From 00eb9bbf3c5ccdb8f7f3f9364ae952d821897759 Mon Sep 17 00:00:00 2001
From: Mathieu Virbel <mat@meltingrocks.com>
Date: Fri, 20 Oct 2023 16:06:35 +0200
Subject: [PATCH] server: improve split algorithm

---
 server/reflector/processors/types.py | 35 ++++++++++------------------
 1 file changed, 12 insertions(+), 23 deletions(-)

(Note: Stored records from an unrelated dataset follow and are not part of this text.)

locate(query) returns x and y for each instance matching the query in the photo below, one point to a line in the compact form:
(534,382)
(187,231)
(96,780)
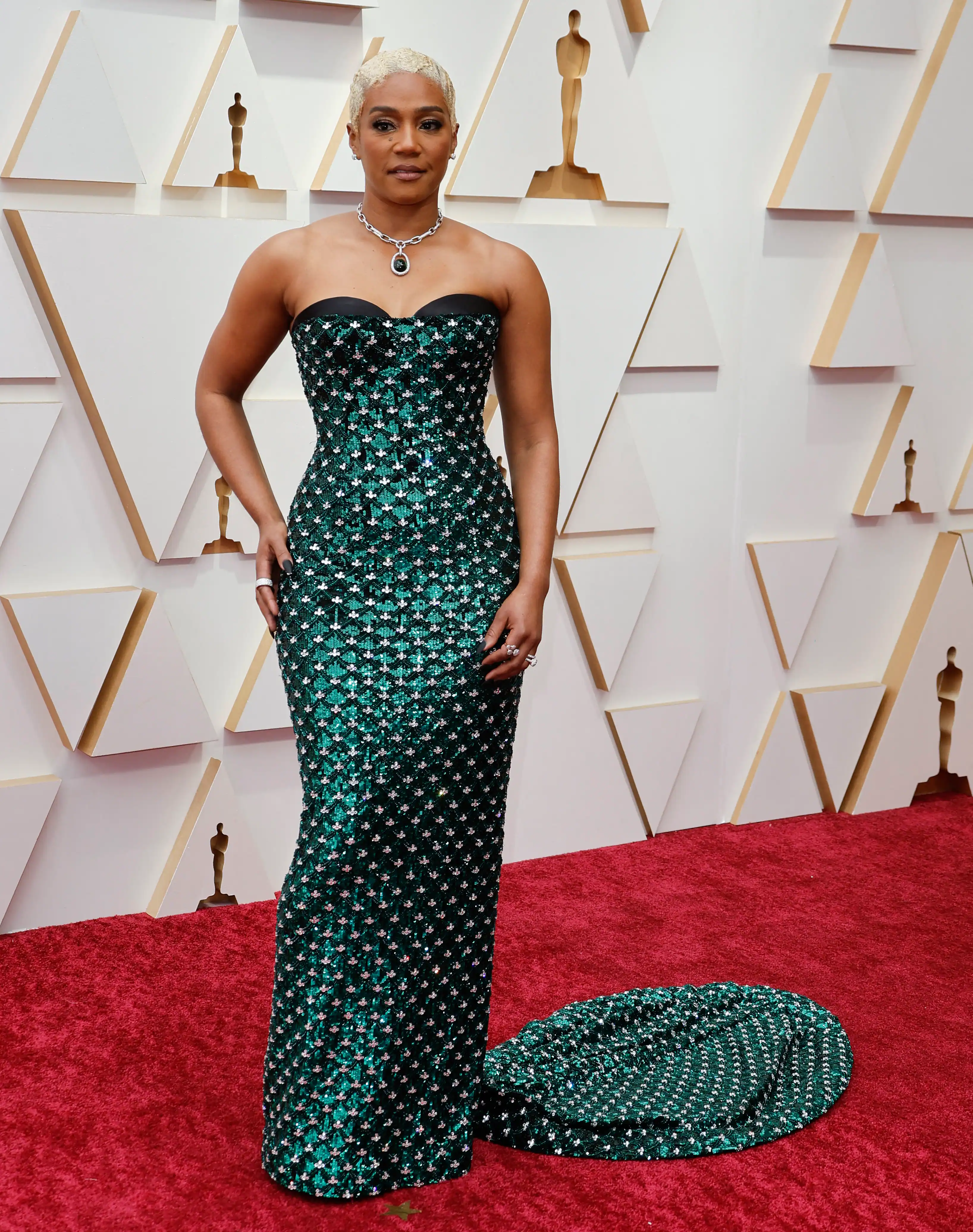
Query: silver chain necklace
(400,262)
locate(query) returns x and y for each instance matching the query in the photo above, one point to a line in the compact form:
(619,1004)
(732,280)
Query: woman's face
(404,138)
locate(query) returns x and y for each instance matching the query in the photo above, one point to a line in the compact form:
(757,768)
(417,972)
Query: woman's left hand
(522,615)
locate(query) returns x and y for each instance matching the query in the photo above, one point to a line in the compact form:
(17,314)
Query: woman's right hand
(273,555)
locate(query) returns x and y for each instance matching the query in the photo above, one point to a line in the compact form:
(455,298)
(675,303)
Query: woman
(406,594)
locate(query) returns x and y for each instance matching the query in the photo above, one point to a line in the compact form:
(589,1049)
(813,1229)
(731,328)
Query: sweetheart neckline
(381,315)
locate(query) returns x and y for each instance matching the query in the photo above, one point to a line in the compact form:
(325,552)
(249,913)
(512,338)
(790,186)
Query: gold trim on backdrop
(961,483)
(800,141)
(35,671)
(844,301)
(588,466)
(52,65)
(882,452)
(758,757)
(918,105)
(74,368)
(486,99)
(571,594)
(247,688)
(105,699)
(28,653)
(811,744)
(588,646)
(843,15)
(321,175)
(627,768)
(902,657)
(648,315)
(201,101)
(183,838)
(489,411)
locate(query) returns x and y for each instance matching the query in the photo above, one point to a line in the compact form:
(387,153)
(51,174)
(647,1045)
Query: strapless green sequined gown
(376,1076)
(404,543)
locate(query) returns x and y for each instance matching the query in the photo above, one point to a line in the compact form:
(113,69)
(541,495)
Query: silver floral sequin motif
(659,1073)
(404,543)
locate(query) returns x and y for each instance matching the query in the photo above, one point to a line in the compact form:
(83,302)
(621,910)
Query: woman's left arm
(523,379)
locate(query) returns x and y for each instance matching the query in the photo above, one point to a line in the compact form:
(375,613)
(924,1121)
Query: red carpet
(132,1049)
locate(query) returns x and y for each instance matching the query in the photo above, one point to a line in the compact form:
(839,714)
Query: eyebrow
(431,106)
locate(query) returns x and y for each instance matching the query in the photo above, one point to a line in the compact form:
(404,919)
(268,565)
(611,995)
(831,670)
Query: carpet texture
(132,1049)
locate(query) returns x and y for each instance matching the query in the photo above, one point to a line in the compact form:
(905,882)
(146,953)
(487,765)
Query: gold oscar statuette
(908,506)
(219,846)
(568,180)
(237,179)
(949,683)
(223,504)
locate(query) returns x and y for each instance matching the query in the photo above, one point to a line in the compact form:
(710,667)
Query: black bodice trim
(350,306)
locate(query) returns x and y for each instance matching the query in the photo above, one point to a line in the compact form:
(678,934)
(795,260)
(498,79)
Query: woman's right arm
(250,331)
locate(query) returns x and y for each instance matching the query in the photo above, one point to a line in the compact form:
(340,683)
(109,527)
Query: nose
(408,140)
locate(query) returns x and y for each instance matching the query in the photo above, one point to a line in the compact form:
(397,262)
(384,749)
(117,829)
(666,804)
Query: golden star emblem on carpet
(404,1210)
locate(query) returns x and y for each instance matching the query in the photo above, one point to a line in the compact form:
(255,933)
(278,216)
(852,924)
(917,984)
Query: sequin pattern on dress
(404,543)
(658,1073)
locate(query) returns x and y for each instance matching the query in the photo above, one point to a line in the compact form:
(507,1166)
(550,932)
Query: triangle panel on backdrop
(528,83)
(652,743)
(903,751)
(605,593)
(262,703)
(679,331)
(902,476)
(73,128)
(338,172)
(836,722)
(150,699)
(780,782)
(602,281)
(791,575)
(25,428)
(24,350)
(126,278)
(24,809)
(189,875)
(864,327)
(70,640)
(820,172)
(615,493)
(881,25)
(930,169)
(206,148)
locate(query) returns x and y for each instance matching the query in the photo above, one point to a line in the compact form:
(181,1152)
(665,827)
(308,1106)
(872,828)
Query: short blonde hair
(402,59)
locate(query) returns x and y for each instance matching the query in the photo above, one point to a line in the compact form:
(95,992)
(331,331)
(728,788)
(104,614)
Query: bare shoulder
(289,250)
(508,264)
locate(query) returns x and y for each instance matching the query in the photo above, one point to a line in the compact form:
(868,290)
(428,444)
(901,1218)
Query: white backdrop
(749,446)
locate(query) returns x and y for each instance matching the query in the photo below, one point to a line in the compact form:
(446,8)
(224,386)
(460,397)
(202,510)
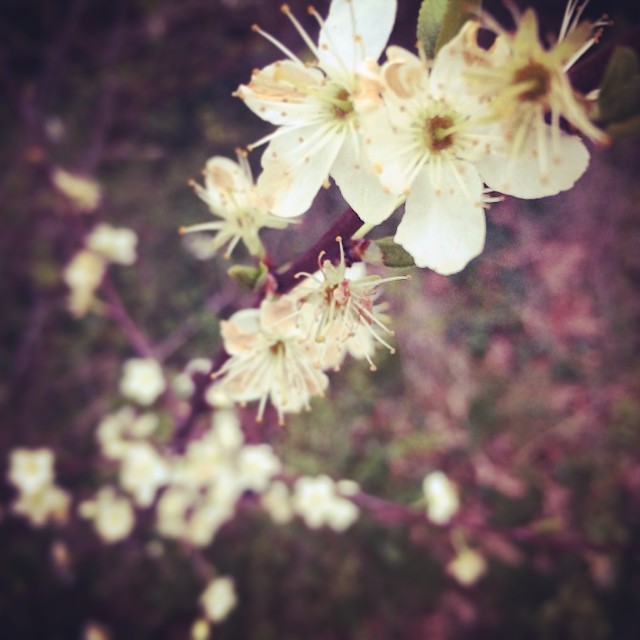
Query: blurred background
(519,377)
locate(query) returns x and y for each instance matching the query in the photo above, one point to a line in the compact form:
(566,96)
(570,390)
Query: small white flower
(467,567)
(31,470)
(218,599)
(270,359)
(83,192)
(339,310)
(142,472)
(317,502)
(527,89)
(114,244)
(441,496)
(232,197)
(318,134)
(112,515)
(50,503)
(83,275)
(142,380)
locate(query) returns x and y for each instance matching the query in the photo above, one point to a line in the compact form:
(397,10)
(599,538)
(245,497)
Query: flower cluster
(279,352)
(445,137)
(84,273)
(39,499)
(430,133)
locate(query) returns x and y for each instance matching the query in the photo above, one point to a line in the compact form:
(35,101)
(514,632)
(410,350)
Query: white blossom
(318,134)
(115,244)
(218,599)
(441,496)
(270,359)
(317,501)
(232,197)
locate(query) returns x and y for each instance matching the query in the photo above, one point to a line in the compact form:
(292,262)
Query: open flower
(525,85)
(426,141)
(232,197)
(271,359)
(318,134)
(339,311)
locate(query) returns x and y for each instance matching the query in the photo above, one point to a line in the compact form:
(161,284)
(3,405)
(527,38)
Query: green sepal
(248,276)
(393,255)
(439,21)
(619,98)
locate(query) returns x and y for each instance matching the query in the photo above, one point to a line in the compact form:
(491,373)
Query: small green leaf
(250,277)
(439,21)
(430,18)
(393,255)
(619,99)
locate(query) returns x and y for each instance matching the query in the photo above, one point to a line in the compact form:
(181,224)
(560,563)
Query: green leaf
(249,277)
(619,99)
(393,255)
(430,18)
(439,21)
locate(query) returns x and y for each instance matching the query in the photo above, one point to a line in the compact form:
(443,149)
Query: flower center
(536,80)
(437,133)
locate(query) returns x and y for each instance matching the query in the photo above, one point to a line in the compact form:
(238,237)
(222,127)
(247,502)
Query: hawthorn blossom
(441,497)
(219,599)
(270,359)
(525,84)
(318,134)
(319,504)
(425,139)
(232,197)
(339,310)
(142,380)
(114,244)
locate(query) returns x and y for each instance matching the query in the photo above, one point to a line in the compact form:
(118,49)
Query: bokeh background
(519,377)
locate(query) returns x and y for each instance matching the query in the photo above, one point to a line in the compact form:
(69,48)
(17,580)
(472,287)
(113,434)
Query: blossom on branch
(232,197)
(313,106)
(527,90)
(271,359)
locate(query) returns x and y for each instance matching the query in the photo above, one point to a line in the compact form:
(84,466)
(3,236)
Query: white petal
(444,228)
(353,32)
(523,176)
(296,164)
(277,93)
(359,183)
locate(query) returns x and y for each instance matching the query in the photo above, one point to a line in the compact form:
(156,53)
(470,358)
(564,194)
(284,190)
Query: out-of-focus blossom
(241,210)
(200,629)
(339,310)
(271,359)
(318,134)
(441,497)
(31,470)
(318,503)
(143,472)
(218,599)
(117,245)
(112,515)
(83,192)
(95,631)
(467,567)
(83,275)
(142,380)
(50,503)
(276,501)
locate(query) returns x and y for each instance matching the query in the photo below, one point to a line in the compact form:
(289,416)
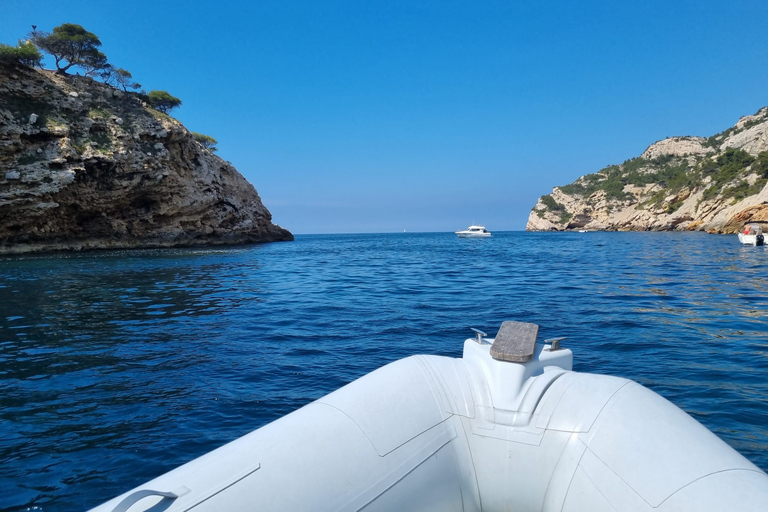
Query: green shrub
(207,141)
(25,53)
(163,101)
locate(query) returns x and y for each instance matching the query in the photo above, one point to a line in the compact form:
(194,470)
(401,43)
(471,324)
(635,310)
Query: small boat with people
(752,234)
(508,426)
(474,232)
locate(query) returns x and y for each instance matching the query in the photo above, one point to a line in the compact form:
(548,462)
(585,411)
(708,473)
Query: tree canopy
(119,77)
(207,141)
(25,53)
(71,45)
(163,101)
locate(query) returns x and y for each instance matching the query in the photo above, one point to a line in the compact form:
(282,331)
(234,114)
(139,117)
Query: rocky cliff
(680,183)
(86,166)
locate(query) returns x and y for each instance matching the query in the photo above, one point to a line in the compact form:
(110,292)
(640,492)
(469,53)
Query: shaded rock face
(86,166)
(681,183)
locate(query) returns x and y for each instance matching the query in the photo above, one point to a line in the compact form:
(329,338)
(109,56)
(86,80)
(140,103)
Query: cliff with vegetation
(85,165)
(713,184)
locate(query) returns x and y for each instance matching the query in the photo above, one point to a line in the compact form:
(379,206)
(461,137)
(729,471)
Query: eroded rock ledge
(681,183)
(86,166)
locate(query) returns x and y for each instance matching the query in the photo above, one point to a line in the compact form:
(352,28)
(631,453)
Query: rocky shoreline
(84,165)
(713,184)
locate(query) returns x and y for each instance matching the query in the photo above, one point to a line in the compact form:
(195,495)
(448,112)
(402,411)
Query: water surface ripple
(118,366)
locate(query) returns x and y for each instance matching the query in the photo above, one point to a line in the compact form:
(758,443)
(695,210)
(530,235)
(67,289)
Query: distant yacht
(474,232)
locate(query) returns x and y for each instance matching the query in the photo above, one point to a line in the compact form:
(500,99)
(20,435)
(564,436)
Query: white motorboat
(752,234)
(507,427)
(474,232)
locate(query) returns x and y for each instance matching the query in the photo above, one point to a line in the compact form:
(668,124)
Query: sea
(118,366)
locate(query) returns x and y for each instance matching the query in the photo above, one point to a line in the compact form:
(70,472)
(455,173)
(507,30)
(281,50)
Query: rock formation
(86,166)
(681,183)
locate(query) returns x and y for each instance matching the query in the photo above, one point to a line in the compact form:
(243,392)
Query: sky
(383,116)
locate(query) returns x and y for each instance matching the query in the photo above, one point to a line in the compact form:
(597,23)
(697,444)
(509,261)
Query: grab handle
(137,496)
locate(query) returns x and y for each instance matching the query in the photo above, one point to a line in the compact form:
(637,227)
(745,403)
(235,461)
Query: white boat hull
(462,234)
(751,239)
(472,434)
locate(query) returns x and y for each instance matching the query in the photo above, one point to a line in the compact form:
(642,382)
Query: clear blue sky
(354,116)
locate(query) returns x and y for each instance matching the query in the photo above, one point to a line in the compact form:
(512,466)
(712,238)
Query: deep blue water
(118,366)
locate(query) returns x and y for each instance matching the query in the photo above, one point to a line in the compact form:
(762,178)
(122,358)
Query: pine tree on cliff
(71,45)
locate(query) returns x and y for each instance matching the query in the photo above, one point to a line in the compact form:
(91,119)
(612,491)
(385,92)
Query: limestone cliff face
(86,166)
(680,183)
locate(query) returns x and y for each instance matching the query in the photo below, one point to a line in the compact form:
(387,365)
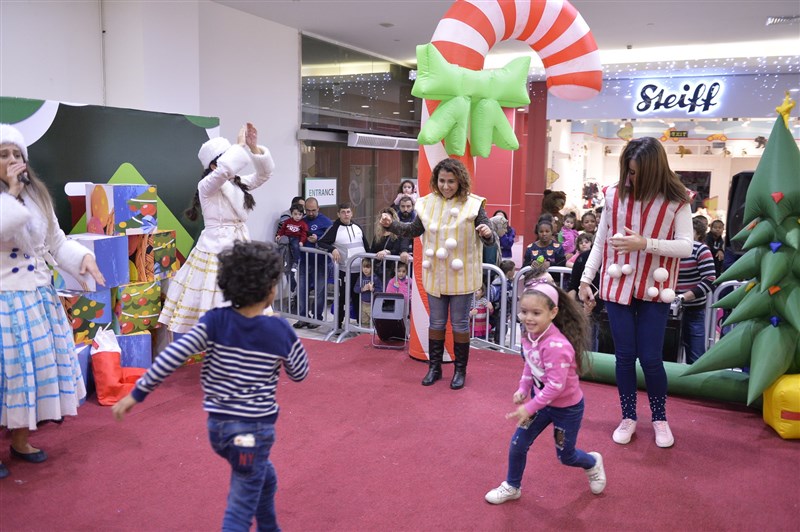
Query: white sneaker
(624,432)
(664,436)
(597,475)
(504,492)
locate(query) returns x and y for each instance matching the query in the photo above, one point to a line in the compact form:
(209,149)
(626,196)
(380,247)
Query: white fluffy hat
(212,149)
(11,135)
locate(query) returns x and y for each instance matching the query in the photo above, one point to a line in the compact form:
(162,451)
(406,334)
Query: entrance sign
(324,189)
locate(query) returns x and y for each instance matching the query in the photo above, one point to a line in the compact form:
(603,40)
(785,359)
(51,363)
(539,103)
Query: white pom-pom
(668,295)
(660,275)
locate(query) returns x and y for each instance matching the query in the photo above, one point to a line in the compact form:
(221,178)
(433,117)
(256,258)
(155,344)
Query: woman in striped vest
(644,231)
(454,229)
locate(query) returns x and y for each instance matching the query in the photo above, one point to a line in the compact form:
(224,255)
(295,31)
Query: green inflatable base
(722,385)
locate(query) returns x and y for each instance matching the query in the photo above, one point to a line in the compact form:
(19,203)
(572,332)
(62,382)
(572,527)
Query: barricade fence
(382,270)
(309,293)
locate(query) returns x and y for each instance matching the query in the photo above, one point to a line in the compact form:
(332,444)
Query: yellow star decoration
(785,108)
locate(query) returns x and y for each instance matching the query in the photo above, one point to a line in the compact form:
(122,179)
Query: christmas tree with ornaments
(765,310)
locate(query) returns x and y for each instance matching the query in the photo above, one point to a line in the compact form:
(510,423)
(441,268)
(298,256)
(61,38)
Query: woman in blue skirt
(40,378)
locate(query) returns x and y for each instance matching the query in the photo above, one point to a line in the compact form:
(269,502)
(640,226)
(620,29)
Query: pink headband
(548,290)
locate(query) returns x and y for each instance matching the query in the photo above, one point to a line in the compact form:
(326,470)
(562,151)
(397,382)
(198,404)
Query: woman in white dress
(226,202)
(40,378)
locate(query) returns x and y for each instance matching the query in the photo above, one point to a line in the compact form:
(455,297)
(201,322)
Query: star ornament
(471,101)
(785,109)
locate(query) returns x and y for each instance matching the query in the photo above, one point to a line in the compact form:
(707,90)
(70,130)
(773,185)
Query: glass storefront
(349,91)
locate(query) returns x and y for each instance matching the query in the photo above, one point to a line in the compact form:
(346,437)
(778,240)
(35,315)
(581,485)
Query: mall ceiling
(626,29)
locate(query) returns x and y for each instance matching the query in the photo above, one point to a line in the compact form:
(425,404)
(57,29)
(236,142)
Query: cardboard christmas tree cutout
(767,308)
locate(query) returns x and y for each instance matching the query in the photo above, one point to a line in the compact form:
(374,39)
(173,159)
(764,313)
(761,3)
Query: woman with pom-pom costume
(40,378)
(644,231)
(226,202)
(454,228)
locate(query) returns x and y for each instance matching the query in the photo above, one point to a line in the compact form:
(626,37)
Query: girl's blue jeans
(638,331)
(566,424)
(246,446)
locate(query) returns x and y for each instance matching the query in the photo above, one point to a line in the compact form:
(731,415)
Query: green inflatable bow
(470,101)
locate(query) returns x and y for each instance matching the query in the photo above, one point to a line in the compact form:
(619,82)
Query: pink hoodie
(551,369)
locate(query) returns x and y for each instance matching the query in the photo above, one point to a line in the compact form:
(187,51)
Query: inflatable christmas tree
(766,309)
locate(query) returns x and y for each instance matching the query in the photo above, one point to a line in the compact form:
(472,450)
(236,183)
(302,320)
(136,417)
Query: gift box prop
(111,254)
(84,353)
(121,209)
(152,256)
(138,306)
(782,407)
(88,312)
(137,349)
(112,381)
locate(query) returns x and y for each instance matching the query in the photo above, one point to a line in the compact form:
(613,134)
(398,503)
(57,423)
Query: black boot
(435,355)
(461,348)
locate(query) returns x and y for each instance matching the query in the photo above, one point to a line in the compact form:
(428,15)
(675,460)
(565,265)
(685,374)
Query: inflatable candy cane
(466,33)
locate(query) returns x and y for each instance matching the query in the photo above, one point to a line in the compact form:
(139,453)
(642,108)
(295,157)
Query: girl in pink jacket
(549,392)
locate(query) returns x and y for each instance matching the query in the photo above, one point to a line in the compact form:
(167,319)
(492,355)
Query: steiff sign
(324,189)
(697,98)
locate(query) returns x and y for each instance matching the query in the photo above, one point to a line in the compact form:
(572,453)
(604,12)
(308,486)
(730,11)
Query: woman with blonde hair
(40,378)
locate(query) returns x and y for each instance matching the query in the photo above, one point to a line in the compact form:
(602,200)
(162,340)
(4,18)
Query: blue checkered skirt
(40,377)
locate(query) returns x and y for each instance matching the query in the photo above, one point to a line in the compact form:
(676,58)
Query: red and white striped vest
(653,219)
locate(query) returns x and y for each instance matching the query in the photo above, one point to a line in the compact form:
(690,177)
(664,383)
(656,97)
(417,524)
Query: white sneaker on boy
(664,436)
(624,432)
(504,492)
(597,474)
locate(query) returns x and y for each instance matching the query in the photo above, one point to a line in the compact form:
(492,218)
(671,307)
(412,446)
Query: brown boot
(435,355)
(461,348)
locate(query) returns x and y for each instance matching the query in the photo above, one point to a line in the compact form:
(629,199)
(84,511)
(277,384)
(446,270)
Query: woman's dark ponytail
(193,212)
(249,201)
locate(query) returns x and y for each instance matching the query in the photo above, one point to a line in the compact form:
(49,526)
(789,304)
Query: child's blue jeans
(566,424)
(246,446)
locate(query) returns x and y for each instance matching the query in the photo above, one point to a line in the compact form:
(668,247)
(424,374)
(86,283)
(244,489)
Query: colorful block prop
(766,309)
(138,306)
(111,253)
(137,349)
(88,312)
(782,407)
(152,256)
(121,209)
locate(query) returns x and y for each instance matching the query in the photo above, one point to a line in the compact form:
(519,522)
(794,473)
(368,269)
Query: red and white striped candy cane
(466,33)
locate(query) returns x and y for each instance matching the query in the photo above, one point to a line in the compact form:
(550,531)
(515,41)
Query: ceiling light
(793,19)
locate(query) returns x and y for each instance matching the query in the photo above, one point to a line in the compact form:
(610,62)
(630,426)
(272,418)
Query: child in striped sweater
(245,351)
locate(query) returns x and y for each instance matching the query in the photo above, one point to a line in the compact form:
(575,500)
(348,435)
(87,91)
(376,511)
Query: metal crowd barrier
(288,301)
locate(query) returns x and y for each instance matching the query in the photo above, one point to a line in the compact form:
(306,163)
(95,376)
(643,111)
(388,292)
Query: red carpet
(362,446)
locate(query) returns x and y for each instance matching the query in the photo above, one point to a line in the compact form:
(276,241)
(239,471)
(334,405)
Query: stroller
(287,289)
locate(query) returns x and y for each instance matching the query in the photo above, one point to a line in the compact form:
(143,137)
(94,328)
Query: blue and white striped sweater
(242,363)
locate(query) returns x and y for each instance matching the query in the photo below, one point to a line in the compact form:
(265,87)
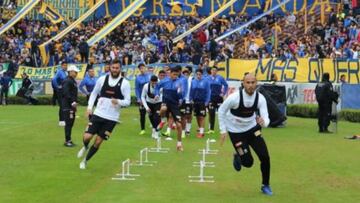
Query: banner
(350,96)
(3,67)
(47,73)
(26,9)
(52,14)
(74,9)
(304,70)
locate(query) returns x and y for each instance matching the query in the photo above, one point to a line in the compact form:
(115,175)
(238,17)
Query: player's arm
(143,96)
(126,91)
(263,120)
(81,87)
(95,93)
(229,103)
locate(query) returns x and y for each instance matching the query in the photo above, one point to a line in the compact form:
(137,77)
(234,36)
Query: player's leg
(142,111)
(69,117)
(260,148)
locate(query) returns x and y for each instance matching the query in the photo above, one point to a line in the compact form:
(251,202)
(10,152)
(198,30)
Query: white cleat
(81,153)
(83,164)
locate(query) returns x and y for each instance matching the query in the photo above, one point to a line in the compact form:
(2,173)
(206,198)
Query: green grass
(35,167)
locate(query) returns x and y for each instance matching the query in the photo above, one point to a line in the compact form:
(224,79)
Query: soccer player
(89,83)
(5,83)
(69,102)
(58,79)
(219,88)
(140,81)
(172,94)
(114,92)
(200,97)
(187,107)
(238,118)
(151,104)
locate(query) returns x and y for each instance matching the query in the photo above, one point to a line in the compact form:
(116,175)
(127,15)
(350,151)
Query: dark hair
(189,68)
(115,61)
(154,78)
(141,64)
(326,77)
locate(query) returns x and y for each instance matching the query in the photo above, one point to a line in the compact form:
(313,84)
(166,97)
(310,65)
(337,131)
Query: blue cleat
(266,189)
(237,162)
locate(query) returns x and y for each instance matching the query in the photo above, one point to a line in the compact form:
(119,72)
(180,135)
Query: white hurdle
(201,178)
(144,155)
(207,147)
(158,148)
(125,172)
(206,164)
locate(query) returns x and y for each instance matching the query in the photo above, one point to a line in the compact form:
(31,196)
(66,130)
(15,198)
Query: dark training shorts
(100,126)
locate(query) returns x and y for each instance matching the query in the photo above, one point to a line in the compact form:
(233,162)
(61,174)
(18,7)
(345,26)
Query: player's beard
(115,75)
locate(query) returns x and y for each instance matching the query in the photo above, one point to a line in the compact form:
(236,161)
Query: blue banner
(350,96)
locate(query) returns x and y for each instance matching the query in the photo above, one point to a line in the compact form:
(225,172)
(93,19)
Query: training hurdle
(158,148)
(125,172)
(206,164)
(144,155)
(207,147)
(201,178)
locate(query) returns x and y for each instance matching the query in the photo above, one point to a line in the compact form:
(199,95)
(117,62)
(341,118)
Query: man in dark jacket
(84,50)
(69,102)
(325,95)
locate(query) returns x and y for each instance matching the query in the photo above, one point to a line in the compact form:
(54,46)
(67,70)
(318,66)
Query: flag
(51,13)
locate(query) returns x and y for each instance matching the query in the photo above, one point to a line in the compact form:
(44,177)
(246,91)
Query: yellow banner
(301,70)
(51,13)
(47,73)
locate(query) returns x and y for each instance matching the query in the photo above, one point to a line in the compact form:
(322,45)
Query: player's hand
(114,102)
(88,112)
(260,121)
(222,138)
(74,104)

diff --git a/server/reflector/processors/types.py b/server/reflector/processors/types.py
index 686c5785..ba0cccf9 100644
--- a/server/reflector/processors/types.py
+++ b/server/reflector/processors/types.py
@@ -1,10 +1,13 @@
 import io
+import re
 import tempfile
 from pathlib import Path
 
 from profanityfilter import ProfanityFilter
 from pydantic import BaseModel, PrivateAttr
 
+PUNC_RE = re.compile(r"[.;:?!…]")
+
 profanity_filter = ProfanityFilter()
 profanity_filter.set_censor("*")
 
@@ -106,15 +109,14 @@ class Transcript(BaseModel):
         ]
         return Transcript(text=self.text, translation=self.translation, words=words)
 
-    def as_segments(self):
+    def as_segments(self) -> list[TranscriptSegment]:
         # from a list of word, create a list of segments
         # join the word that are less than 2 seconds apart
         # but separate if the speaker changes, or if the punctuation is a . , ; : ? !
         segments = []
         current_segment = None
-        last_word = None
-        BLANK_TIME_SECS = 2
-        MAX_SEGMENT_LENGTH = 80
+        MAX_SEGMENT_LENGTH = 120
+
         for word in self.words:
             if current_segment is None:
                 current_segment = TranscriptSegment(
@@ -123,27 +125,14 @@ class Transcript(BaseModel):
                     speaker=word.speaker,
                 )
                 continue
-            is_blank = False
-            if last_word:
-                is_blank = word.start - last_word.end > BLANK_TIME_SECS
-            if (
-                word.speaker != current_segment.speaker
-                or (
-                    word.text in ".;:?!…"
-                    and len(current_segment.text) > MAX_SEGMENT_LENGTH
-                )
-                or is_blank
+            current_segment.text += word.text
+
+            have_punc = PUNC_RE.search(word.text)
+            if word.speaker != current_segment.speaker or (
+                have_punc and (len(current_segment.text) > MAX_SEGMENT_LENGTH)
             ):
-                # check which condition triggered
                 segments.append(current_segment)
-                current_segment = TranscriptSegment(
-                    text=word.text,
-                    start=word.start,
-                    speaker=word.speaker,
-                )
-            else:
-                current_segment.text += word.text
-            last_word = word
+                current_segment = None
         if current_segment:
             segments.append(current_segment)
         return segments